You ask about probability, which should be less than $1.$ What you quote from the book looks like the number of arrangements. For your question, pick somebody to be the first in the first room. When you pick a person to put with him, the chance he is the other type is $\frac {20}{39}$ Assuming you succeed, in the next room, again put somebody, pick a second who will be the other type with probability $\frac {19}{37}$ At the end, you have a chance of success of $\frac {20\cdot 19 \cdot 18 \dots 1}{39 \cdot 37 \cdot 35 \dots 1}=\frac {20!}{39!!}\approx 7.6 \cdot 10^{-6}$
Added: the above calculated the chance that every room had one offensive and one defensive player. The question wants every room to have a matched pair. If we line all the players up, there are $40!$ ways to do that. Of those, we have ${20 \choose 10}$ ways to choose the rooms that will get offensive players, then $20!$ ways to put them in order, and $20!$ ways to put the defensive players in order, giving $\frac {{20 \choose 10}20!^2}{40!}\approx 1.34 \cdot 10^{-6}$. It seems reasonable that this is close to and smaller than the first calculation. When the first player is selected, he has a little less than (instead of a little more than) $\frac 12$ chance of being paired correctly.
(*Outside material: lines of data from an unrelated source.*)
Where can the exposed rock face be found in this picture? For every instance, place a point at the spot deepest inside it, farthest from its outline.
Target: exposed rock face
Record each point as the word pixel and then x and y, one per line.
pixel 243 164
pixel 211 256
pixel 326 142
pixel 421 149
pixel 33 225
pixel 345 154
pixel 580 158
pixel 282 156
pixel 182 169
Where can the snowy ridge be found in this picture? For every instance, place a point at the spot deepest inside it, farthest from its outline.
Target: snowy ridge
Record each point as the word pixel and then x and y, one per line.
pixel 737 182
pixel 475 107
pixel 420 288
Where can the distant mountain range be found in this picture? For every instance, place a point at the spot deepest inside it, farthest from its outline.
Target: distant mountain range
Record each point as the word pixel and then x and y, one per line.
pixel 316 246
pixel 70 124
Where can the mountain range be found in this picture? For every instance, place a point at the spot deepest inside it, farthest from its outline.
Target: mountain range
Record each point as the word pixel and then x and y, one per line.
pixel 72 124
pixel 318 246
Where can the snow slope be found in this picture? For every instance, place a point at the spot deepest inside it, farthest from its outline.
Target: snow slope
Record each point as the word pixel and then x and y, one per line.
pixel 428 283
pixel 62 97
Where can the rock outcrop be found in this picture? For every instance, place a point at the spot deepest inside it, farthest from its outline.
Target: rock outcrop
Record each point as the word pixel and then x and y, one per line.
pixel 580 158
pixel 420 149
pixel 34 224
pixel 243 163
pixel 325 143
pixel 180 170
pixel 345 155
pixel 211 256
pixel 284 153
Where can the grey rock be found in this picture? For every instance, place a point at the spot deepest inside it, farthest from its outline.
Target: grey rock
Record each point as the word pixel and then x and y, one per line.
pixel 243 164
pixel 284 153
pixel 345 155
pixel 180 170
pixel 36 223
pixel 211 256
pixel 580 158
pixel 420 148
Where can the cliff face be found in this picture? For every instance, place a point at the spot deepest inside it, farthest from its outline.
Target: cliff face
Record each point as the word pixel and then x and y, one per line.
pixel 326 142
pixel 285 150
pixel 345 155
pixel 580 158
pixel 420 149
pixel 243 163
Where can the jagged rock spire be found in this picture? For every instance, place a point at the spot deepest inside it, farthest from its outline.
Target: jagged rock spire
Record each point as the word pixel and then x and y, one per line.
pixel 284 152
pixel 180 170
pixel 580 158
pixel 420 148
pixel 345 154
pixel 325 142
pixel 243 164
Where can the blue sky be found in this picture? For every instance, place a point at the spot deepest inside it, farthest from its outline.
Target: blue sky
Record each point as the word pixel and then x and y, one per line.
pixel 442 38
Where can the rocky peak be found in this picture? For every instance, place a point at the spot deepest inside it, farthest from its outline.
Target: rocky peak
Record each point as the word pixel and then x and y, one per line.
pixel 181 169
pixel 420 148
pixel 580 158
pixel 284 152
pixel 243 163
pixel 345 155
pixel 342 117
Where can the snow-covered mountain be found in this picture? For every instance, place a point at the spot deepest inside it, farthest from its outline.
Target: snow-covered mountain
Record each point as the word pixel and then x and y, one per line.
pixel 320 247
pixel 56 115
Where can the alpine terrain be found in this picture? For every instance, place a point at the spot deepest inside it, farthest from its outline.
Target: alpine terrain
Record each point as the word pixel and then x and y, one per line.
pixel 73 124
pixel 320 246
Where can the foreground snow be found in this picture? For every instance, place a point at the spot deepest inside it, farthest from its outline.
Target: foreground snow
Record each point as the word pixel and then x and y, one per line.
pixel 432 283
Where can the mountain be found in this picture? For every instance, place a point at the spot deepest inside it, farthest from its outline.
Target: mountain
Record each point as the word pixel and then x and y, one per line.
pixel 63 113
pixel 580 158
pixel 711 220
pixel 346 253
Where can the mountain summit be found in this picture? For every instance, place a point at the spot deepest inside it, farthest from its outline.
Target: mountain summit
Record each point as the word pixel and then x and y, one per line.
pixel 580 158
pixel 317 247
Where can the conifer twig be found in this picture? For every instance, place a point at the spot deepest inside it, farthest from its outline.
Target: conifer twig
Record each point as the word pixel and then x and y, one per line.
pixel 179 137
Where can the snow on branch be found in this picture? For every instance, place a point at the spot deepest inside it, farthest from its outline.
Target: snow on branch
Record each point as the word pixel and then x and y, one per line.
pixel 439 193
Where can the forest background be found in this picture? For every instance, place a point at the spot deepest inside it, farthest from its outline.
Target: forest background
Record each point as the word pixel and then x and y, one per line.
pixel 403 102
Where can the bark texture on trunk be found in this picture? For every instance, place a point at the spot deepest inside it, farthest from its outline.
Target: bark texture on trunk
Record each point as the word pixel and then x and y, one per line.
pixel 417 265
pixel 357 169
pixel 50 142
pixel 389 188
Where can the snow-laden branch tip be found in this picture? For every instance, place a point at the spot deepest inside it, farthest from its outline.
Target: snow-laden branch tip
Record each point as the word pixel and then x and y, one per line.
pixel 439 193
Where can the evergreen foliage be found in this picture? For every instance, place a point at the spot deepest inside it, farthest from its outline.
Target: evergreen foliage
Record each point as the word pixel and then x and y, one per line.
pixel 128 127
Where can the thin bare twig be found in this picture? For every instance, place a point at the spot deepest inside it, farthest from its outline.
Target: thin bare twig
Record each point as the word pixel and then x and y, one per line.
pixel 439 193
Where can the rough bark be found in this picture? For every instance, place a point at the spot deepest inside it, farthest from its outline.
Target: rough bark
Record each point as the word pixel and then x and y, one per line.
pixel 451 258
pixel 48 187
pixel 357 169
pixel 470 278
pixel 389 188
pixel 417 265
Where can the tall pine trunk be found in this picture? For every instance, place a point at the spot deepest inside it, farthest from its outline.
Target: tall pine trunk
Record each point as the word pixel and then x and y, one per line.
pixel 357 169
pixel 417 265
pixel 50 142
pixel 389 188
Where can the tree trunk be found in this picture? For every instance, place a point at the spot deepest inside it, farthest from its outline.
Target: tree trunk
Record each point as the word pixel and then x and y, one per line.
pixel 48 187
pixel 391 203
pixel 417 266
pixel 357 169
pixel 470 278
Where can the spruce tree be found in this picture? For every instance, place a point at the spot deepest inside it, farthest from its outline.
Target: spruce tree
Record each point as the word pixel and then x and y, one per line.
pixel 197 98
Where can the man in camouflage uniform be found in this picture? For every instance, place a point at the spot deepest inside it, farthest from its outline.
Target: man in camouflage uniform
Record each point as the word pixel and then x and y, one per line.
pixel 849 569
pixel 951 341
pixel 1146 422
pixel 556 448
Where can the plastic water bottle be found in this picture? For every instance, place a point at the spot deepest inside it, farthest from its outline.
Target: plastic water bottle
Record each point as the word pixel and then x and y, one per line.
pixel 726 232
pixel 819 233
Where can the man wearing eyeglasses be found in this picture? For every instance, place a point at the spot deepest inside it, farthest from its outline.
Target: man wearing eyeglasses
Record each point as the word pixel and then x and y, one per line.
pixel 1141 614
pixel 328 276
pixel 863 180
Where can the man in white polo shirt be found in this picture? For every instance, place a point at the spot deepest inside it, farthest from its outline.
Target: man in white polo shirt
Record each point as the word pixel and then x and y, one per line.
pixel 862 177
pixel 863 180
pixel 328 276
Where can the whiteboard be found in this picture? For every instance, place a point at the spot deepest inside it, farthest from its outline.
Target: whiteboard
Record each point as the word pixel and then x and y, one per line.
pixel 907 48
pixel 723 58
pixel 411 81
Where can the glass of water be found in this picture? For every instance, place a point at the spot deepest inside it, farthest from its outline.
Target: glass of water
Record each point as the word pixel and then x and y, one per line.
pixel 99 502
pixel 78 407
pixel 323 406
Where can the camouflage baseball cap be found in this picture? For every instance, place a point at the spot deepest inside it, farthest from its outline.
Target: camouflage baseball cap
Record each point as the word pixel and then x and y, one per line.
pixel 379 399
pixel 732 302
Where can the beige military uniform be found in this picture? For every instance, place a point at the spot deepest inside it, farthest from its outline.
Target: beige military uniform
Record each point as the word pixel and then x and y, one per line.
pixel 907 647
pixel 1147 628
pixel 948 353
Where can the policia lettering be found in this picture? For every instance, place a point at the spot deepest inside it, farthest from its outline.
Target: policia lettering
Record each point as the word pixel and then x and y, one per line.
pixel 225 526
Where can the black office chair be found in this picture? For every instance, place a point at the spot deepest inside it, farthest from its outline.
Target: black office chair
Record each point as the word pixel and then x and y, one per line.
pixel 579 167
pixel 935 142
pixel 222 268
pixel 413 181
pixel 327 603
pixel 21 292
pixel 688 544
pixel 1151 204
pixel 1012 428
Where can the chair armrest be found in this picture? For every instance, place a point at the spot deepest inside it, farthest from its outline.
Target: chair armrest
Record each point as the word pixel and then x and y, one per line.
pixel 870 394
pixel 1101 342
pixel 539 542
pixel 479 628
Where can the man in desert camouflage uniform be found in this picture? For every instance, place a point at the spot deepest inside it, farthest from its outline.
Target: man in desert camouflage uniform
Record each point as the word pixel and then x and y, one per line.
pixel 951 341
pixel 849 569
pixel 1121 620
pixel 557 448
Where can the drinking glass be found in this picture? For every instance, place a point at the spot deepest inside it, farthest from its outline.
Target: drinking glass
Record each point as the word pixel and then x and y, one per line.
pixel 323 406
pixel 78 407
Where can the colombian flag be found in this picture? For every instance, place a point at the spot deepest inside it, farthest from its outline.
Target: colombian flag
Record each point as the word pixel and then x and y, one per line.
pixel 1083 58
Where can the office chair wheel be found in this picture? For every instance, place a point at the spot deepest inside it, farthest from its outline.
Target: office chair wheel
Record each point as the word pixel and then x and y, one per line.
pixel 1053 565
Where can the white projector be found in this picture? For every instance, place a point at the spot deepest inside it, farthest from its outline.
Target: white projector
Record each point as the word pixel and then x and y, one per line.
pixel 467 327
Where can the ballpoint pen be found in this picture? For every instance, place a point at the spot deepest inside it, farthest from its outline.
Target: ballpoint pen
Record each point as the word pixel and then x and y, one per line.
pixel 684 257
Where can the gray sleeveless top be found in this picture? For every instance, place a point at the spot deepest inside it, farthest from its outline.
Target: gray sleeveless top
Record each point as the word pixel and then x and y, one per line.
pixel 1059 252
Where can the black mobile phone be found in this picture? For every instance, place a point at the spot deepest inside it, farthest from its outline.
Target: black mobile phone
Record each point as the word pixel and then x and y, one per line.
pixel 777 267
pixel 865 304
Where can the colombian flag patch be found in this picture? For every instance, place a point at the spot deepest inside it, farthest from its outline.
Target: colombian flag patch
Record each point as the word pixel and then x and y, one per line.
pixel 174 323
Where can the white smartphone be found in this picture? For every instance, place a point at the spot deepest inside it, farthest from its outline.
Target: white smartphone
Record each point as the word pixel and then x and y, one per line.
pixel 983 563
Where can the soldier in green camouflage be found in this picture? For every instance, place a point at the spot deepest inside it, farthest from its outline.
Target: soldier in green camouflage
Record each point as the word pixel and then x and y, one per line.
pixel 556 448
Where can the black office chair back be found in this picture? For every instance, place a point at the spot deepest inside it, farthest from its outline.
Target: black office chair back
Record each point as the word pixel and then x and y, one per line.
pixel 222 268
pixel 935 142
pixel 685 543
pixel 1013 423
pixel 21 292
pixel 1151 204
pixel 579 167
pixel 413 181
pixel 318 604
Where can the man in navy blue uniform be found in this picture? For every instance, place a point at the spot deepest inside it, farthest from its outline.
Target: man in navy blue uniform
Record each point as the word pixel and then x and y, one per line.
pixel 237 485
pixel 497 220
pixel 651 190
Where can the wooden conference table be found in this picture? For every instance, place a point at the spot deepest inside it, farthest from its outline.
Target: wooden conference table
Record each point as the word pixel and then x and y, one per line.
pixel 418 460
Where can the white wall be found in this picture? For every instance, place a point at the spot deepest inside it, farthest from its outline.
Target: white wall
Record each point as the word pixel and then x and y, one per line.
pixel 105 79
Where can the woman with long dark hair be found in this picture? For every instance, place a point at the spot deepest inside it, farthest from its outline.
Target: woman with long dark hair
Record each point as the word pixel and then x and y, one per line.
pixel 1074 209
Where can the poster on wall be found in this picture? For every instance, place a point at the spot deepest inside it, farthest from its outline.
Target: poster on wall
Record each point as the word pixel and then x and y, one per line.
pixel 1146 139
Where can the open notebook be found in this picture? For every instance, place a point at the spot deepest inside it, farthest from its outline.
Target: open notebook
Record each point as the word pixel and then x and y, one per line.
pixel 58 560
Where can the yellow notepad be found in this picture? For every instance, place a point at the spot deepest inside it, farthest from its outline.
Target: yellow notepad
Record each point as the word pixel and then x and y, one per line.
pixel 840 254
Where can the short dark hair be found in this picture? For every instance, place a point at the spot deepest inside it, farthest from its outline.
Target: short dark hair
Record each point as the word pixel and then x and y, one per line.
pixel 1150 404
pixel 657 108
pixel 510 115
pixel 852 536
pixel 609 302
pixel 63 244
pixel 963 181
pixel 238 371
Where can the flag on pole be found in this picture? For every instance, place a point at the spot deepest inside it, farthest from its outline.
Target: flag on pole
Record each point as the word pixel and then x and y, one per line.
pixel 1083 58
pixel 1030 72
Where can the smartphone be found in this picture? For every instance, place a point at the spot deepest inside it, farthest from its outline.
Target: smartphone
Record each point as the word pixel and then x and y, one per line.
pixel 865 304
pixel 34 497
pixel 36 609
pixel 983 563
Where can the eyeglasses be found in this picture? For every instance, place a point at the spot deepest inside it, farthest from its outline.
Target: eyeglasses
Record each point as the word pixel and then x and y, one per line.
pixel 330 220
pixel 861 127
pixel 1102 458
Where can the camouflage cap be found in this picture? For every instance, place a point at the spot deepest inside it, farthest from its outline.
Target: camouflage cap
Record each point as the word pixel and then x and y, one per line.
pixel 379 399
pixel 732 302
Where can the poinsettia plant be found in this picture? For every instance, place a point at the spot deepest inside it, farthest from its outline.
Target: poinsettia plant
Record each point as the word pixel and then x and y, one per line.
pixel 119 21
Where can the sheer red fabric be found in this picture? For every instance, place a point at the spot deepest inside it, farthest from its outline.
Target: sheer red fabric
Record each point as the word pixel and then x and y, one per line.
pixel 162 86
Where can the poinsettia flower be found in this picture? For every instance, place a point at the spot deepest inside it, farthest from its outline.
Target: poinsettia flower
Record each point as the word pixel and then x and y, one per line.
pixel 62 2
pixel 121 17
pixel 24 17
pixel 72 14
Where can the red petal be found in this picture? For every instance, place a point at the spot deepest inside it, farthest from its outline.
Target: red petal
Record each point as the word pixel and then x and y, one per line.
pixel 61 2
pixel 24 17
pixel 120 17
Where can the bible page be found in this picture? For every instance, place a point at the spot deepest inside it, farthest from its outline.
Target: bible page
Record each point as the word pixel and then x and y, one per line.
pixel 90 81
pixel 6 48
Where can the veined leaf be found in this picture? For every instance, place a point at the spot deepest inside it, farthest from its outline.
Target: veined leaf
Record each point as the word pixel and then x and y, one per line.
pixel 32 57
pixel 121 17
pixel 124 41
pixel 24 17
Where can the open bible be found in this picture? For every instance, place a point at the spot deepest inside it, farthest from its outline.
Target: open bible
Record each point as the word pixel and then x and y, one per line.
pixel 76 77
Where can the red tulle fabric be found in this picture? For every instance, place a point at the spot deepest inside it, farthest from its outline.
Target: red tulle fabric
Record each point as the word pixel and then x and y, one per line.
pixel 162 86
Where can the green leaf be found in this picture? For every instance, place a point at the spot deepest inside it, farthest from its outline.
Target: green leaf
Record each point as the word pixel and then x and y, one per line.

I am going to attempt this problem over multiple cases:
That means each player can be labelled a number $i$ and each room a number $j$ in which case there are $ 40 * 39 * 38... = 40!$ ways to arrange them but since we have over counted (the order we introduce the players in appears to affect the result) we must divide this by (2!) to get
$$\frac{40!}{2^{20}}$$
The number of cases in which there is NOT one defensive or Offense player in the same room is given by:
$$ 20 * 19 * 18 ... = 20! $$ ways to fill up 10 rooms with all defensive players (again divide by 2! to account for overcounting) so $\frac{20!}{2!^{10}10!}$
$$ \frac{20!}{10!10!} = 20_choose K $$ ways to select 10 rooms to be filled with defensive the players
$$ 20* 19 * 19 ... = 20! $$ ways to fill up the remaining rooms with offensive players (again divide by 2! to account for overcounting) so $\frac{20!}{2!^{10}10!}$
Therefore there are : $(\frac{20!^3}{2^{20}*10!^2}) $ ways to fill up the rooms and ensure that there is no room with one defensive and one offensive player.
Thus: the probability that no rooms have a defensive or offensive player is given by:
$$ \frac{\frac{20!^3}{2^{20}10!^4}}{\frac{40!}{2^{20}}} =\frac{20!^3}{ 40!10!^2} $$ 2. Players within their respective groups (defense and offense) are NOT distinct but rooms are all distinct.